Phosseini CREST Save

A Causal Relation Schema for Text

Project README

CREST: A Causal Relation Schema for Text :rocket:

CREST is a machine-readable format/schema that is created to help researchers who work on causal/counterfactual relation extraction and commonsense causal reasoning, to use and leverage the scattered data resources around these topics more easily. CREST-formatted data are stored as pandas DataFrame.

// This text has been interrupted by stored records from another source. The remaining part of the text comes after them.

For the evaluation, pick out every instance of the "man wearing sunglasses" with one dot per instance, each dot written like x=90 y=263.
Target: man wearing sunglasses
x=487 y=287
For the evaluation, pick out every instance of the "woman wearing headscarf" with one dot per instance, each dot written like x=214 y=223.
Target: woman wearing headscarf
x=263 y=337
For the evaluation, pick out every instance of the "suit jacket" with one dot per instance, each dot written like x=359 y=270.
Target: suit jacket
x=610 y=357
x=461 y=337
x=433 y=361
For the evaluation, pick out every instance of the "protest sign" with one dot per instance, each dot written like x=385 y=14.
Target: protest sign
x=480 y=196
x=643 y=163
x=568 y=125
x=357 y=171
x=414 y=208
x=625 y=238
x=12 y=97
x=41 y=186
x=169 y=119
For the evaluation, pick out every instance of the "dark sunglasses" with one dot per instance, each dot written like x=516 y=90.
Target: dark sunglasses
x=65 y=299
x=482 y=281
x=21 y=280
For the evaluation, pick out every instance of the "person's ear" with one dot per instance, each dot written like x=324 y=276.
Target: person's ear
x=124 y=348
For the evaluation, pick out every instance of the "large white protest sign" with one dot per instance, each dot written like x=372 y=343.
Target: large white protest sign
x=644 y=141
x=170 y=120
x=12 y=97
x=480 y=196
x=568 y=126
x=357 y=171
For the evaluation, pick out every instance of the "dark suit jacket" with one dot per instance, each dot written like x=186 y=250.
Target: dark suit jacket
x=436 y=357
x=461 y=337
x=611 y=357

How to convert dataset(s) to CREST:

Clone this repository and go to the /CREST directory.
Install the requirements: pip install -r requirements.txt
Download spaCy's model: python -m spacy download en_core_web_sm
Run the /crest/convert.py:
- python convert.py -i: printing the full list of currently supported datasets
- python convert.py [DATASET_ID_0] ... [DATASET_ID_n] [OUTPUT_FILE_NAME]
  - DATASET_ID_*: id of a dataset.
  - OUTPUT_FILE_NAME: name of the output file that should be in .xlsx format
Examples:
- Converting datasets 1 and 2: python convert.py 1 2 output.xlsx
- Converting dataset 5: python convert.py 5 output.xlsx

The excel file of all converted datasets: crest_v2.xlsx

PDTB is not available in this file due to copyright. However, you can still use CREST to convert this dataset if you have access to PDTB.

`CREST` format

Each relation in a CREST-formatted DataFrame has the following fields/values:

original_id: the id of a relation in the original dataset, if such an id exists.
span1: a list of strings of the first span/argument of the relation.
span2: a list of strings of the second span/argument of the relation
signal: a list of strings of signals/markers of the relation in context, if any.
context: a text string of the context in which the relation appears.
idx: indices of span1, span2, and signal tokens/spans in context stored in 3 lines, each line in the form of span_type start_1:end_1 ... start_n:end_n. For example, if span1 has multiple tokens/spans with start:end indices 2:5 and 10:13, respectively, span1's line value in idx is span1 2:5 10:13. Indices are sorted based on the start indexes of tokens/spans.
label: label of the relation, 0: non-causal, 1: causal
direction: direction between span1 and span2. 0: span1 => span2, 1: span1 <= span2, -1: not-specified
source: id of the source dataset (ids are listed in a table below)
split: 0: train, 1: dev, 2: test. This is the split to which the relation belongs in the original dataset. If there is no split specified for a relation in the original dataset, we assign the relation to the train split by default.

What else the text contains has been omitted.